Hymnology and hymnal studies are working interdisciplinary: History, linguistics, literary science and theology, especially the liturgical perspective, are being brought together and can provide valuable insight to social history and the history of mentality. Unfortunately this potential is rarely seen or acted upon. This paper on Tersteegens song Gott ist gegenwärtig gives an example of the possibilities of hymnology and hymnal studies. It also evinces Tersteegens interdenominational importance as a mystic. In the course of this enquiry terms like ‘pietism’ and ‘mysticism’ are outlined and set into the context of the Enlightment and the history of hymnals. Following this line of thought, it is to be ascertained how suitable the categories ‘pietist’ and ‘mystic’ are to describe Tersteegen and how important singing was to him personally. In the final analysis possible interpretations of Tersteegens song Gott ist gegenwärtig are brought to attention and the reception of his work in several hymn books is illustrated. The history of reception draws from the stock of the hymnal archive of the IAK Gesangbuchforschung.

Résumée

Les sciences des hymnes et des livres de cantiques travaillent de manière interdisciplinaire. Les perspectives de l’histoire, de la littérature et de la théologie (en particulier de la liturgie) sont rassemblées et peuvent donc contribuer à l’Histoire sociale et la Nouvelle Histoire en général. Malheureusement ce potentiel n’est pas souvent remarqué et rarement utilisé. L’article suivant sur la chanson de Tersteegen «Gott ist gegenwärtig» essaye de montrer les possibilités des sciences des hymnes et des livre de cantiques. En même temps l’auteur voudrait faire ressortir le valeur surconfessionnel de Tersteegen en tant que mystique. Pour y arriver il semble nécessaire d’expliquer d’abord les termes «mysticisme» et «piétisme» et d’interpréter ces termes en fonction du contexte. Puis, il faut examiner la relation du siècle des Lumières avec le piétisme et la science des livres de cantiques. Les question sont les suivantes: dans quelle mesure Tersteegen peut-il être classer dans les catégories tels que d’un piétiste et d’un mystique et combien d’importance a-t-il attaché personnellement au chant? Enfin un nombre des interprétations possibles de la chanson «Gott ist gegenwärtig» et sa réception dans l’autres livres de cantiques sont présentées. L’histoire de la réception est vérifiée par les livres aux archives de IAK.

Einleitung

‹1› „[D]er Welt Bedeutungen geben, wenn sie keine hat, Zusammenhänge bilden, in die das Ich sich einbringen kann“, das ist für Kurzke eine Stärke des Kirchenlieds. Und, so Kurzke weiter, „[e]ine kommende Hymnologie wird zeigen müssen, daß dieses [kulturelle] Potential in die ‚Seelengeschichte der Moderne‘ gehört“.1) Vielleicht kann gerade Gerhard Tersteegens Lied Gott ist gegenwärtig (EG 165) einen Beitrag dazu leisten. Ein pietistisches Lied aus der Zeit der Aufklärung, dass jedoch einen eigenen Akzent setzt, das Ausdruck der Auseinandersetzung um das Verhältnis individueller Frömmigkeit und kirchlicher Autoritäten ist, das konfessionelle Mauern überwindet und nach mystischen Höhenflügen wieder im Alltag ankommt.2)

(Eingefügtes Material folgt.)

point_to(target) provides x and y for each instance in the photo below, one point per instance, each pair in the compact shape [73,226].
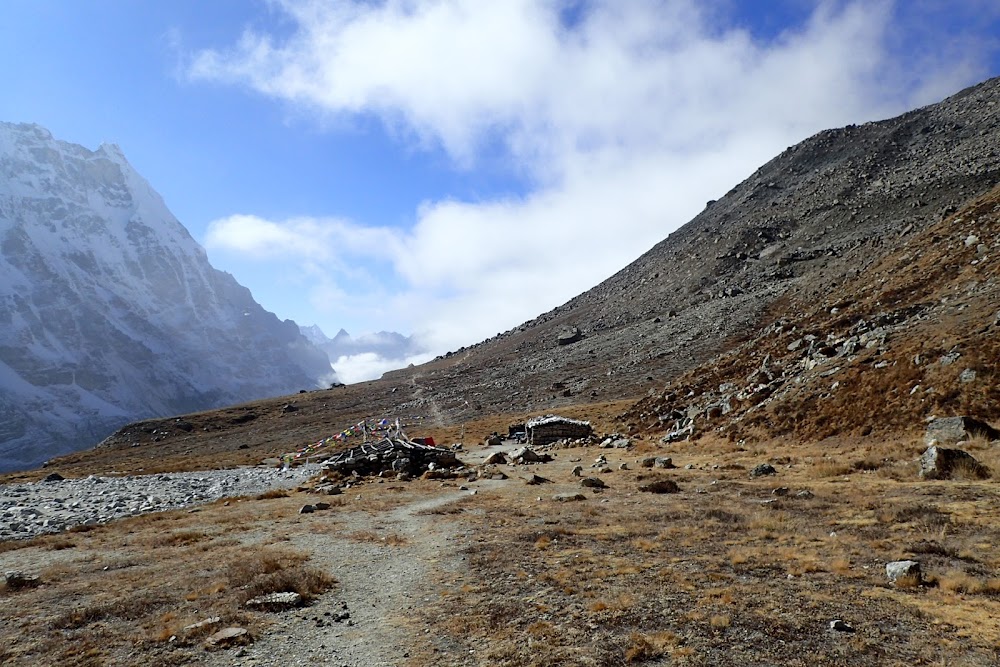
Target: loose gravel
[28,510]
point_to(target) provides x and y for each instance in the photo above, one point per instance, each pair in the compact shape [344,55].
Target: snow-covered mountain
[110,311]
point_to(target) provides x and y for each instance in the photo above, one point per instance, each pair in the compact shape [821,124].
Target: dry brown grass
[730,559]
[126,588]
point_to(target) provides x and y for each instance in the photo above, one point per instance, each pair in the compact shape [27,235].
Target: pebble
[28,510]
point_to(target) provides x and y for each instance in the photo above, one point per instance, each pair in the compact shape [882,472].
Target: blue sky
[452,168]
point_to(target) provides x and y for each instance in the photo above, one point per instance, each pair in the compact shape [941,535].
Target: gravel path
[378,584]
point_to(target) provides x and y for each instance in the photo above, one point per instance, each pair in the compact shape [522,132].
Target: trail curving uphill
[386,564]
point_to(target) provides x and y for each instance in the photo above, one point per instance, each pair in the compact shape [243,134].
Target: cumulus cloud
[626,119]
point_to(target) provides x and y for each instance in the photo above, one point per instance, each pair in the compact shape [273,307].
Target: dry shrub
[908,581]
[271,494]
[926,515]
[720,621]
[831,469]
[970,470]
[962,582]
[130,607]
[177,538]
[276,571]
[722,516]
[841,566]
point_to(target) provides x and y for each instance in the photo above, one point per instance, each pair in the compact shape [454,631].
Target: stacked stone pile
[397,455]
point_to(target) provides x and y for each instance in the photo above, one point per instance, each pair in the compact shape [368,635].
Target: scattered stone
[949,430]
[942,463]
[660,486]
[228,637]
[838,625]
[17,580]
[275,601]
[569,336]
[528,455]
[496,458]
[903,569]
[214,620]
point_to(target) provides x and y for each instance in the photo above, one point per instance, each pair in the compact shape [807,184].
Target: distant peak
[112,150]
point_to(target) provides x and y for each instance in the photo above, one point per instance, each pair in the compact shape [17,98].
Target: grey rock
[943,463]
[762,470]
[838,625]
[208,622]
[949,430]
[902,569]
[660,486]
[496,458]
[17,580]
[569,336]
[228,637]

‹2› Der evangelischen Praktischen Theologie attestierte Krieg bereits Mitte der 90er Jahre ein zunehmendes Interesse an der Biographie: „Es ist die Frage nach dem ‚Anknüpfungspunkt‘, die sich neu stellt: zwischen […] Lebens-Wirklichkeit und aus Transzendenz-Erfahrung erwachsener Lebens-Deutung“.3) Heute, im Jahr 2013 stellt sich diese Frage wohl noch dringender – und gerade auch in der katholischen Kirche. Nach einer Klärung der Begriffe Pietismus und Mystik und einer Einordnung des Gesangs und der Gesangbücher im Pietismus sowie der Aufklärung und ihrer Auswirkungen auf Gesangbücher, geht es daher um die Biographie Gerhard Tersteegens als Grundlage seines Verständnisses von Mystik sowie um seine Auffassung von Mystik und Gesang. In einem zweiten Schritt sollen Interpretation und Rezeption des Liedes Gott ist gegenwärtig beleuchtet werden.4)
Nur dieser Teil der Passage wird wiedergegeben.